Night of Madness — Part 1:
An intrepid yachtsman decides to stay aboard during a horrific, freak storm and learns several important lessons.
It’s a Sipes family tradition to take our 34-foot Meridian Tamara from Mission Bay Yacht Club in San Diego to Avalon Harbor, on Catalina Island, after Christmas and stay through New Year’s Day. New Year’s Eve on Catalina is popular thanks to many social events, including a black-tie affair at the Catalina Casino. Of course, we’re not the only ones who enjoy this tradition. The number of boats in Avalon Harbor swells into the hundreds at this time of year.
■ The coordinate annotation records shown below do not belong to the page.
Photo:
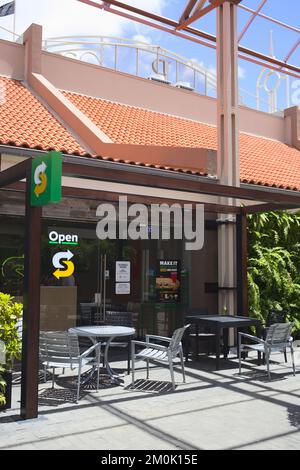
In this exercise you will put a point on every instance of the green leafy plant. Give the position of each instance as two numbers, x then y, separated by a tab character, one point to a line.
10	314
274	265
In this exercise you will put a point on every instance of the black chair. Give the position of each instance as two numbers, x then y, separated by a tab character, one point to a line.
120	319
196	333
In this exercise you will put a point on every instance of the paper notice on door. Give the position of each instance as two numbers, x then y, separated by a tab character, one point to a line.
123	288
122	271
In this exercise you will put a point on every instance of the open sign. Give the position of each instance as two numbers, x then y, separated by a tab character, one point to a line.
62	239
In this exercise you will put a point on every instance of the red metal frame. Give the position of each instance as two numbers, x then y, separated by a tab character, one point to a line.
193	34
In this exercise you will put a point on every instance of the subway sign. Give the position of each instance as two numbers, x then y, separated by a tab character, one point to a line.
46	172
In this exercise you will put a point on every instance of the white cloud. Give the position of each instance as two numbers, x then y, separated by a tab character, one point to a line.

On December 30, 2014, the weather forecast called for cool northeasterly winds, between 5 and 15 knots. A weather forecast for northeasterlies always raises concerns at Avalon because it may presage a Santa Ana, a kind of storm that typically occurs when onshore winds switch to warmer, more powerful offshore winds and the protected anchorages of the islands become exposed to them, sometimes with hurricane force. I have been through such storms while boating at Catalina and in the northern Channel Islands. Twice they have been so severe that the harbormaster called for everyone able to leave the anchorage to return to the mainland or seek alternative shelter. Once I rode out a Santa Ana in Santa Monica Bay. It was an exciting night for sure, with strong, warm winds and steep seas but my Cal 25 sloop handled it well. However, this time around, the weather forecast called for cool, mild winds, not warm, and there was nothing about seeking alternative shelter.
Avalon harbor has several hundred mooring buoys. Moorings for larger boats are amply spaced and on the outer edges of the mooring field. Moorings for smaller boats like ours are more densely packed and located toward the back of the mooring field. Some moorings are more exposed to Santa Anas than others. When we got the weather report we were on buoy 103, which would have been very exposed to the wind and waves, so I requested that we be allowed to move to a spot that was closer to the inside of the harbor. I was told that, while there were no “good” moorings still available, buoy 62 was open. This buoy was only marginally more protected and was in shallower water and closer to the seawall—not good if the seas were large and breaking. Still, I elected to move to buoy 62 because of its potential to be slightly more sheltered from the predicted wind direction. Because the forecast was for mild winds, I told myself, we were really only talking about comfort, not survival.
We decided that it would be best for my wife Tamara and the kids to move to a hotel ashore so they could get a good night’s rest. We took our dinghy dockside in calm weather at about 5 o’clock that afternoon, had dinner at Antonio’s Pizzeria & Cabaret, and then checked into the Glenmore Plaza Hotel. I spent some time with the family, said good night, and left for the dinghy dock at about 8 o’clock. While walking back I noticed a cold wind was up, well beyond the 5 to 15 knots that had been predicted, and the seas were already rough.